US open: Stocks tick up ahead of Fed meeting, despite weak data
Trading on Wall Street got off to a slightly higher start on Monday, with investors looking ahead to the Federal Reserve's policy meeting later in the week and the upcoming G-20 leaders' summit in Japan.
As of 1530 BST, the Dow Jones Industrial Average was up 0.08% to 26,109.48, while the S&P 500 was 0.19% firmer at 2,892.51 and the Nasdaq Composite had started 0.75% stronger at 7,854.82.

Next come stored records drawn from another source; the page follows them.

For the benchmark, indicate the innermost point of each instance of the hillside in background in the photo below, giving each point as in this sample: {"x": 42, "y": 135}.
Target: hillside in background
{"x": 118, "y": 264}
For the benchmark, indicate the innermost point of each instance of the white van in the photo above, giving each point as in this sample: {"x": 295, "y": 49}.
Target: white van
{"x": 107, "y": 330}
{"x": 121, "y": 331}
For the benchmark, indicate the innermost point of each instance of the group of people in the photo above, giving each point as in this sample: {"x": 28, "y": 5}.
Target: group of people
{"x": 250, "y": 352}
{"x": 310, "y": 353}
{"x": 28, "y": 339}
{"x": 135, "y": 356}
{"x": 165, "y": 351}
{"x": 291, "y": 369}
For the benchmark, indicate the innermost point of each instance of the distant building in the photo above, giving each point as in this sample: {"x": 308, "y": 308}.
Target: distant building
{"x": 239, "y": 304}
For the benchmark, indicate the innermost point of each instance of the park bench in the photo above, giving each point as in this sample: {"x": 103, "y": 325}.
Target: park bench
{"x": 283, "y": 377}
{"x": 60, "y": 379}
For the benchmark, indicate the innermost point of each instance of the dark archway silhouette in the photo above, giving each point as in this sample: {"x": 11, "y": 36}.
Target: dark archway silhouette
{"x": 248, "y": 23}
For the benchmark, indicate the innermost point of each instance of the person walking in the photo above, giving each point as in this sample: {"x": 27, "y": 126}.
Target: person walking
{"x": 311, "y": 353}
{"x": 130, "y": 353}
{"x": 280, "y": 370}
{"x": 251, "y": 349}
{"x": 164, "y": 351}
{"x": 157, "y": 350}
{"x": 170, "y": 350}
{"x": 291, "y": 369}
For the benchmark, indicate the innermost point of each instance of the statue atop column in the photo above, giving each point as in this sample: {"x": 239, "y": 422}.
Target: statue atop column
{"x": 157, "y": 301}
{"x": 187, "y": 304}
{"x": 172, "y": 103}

The Dow opened 19 points higher as stocks attempted to stage a rebound after closing lower on Friday when investors reacted to a spate of mixed economic data out of China and tensions between the US and Iran following an attack on two oil tankers in the Gulf of Oman on Thursday.
The week's focus looked set to be squarely on a long list of central bank policy risks, with policymakers at the ECB conference in Sintra likely to provide a steady stream of comments for investors to weigh even as they pondered whether or not the Federal Open Market Committee's, the US central bank's main policy organ, expected dovishness would be enough to satisfy investors hungry for rate cuts.
Elsewhere, Donald Trump warned Americans over the weekend that if he was not re-elected in 2020 there would be "a market crash the likes of which has not been seen before."
In remarks to the Wall Street Journal on Sunday, US commerce secretary Wilbur Ross downplayed the likelihood of a major trade deal should the leaders of the US and China meet at the 28-29 June G-20 leaders' summit, saying Donald Trump was "perfectly happy" to slap further tariffs on China.
"I think the most that will come out of the G-20 might be an agreement to actively resume talks. At the presidential level they're not going to talk about the details of how do you enforce a trade agreement," Ross reportedly said.
Manufacturing sentiment in New York state and northern New Jersey collapsed in June, on the back of fears of a tariff war with Mexico, the results of a closely-followed survey revealed.
The Empire State Manufacturing Index tumbled into negative territory after recording its largest monthly decline on record.
The headline general business conditions index for manufacturing in June, published by the Federal Bank of New York, fell 26 points to -8.6 after new orders receded and shipments increased modestly. That was well below consensus for a reading of somewhere between 10.0 and 11.0, and the lowest reading since October 2016.
Meanwhile, falling interest rates since December had clearly helped, home builders aren't exactly thrilled with their prospects either, according to the National Association of Housebuilders.
The NAHB's housing market index for June fell to 64 in June, shy of both the 66 recorded last month and the reading of 66 expected on the Street.
Ian Shepherdson, chief economist at Pantheon Macroeconomics, linked the drops in the Empire State index and in the NAHB gauge to "peak Mexico tariff fear", which had since subsided.
On the corporate front, auctioneer Sotheby's saw its shares shoot up almost 60% after news that it would be acquired for $3.7bn by BidFair USA, while Array BioPharma shares also surged after being acquired by Pfizer for $10.6bn.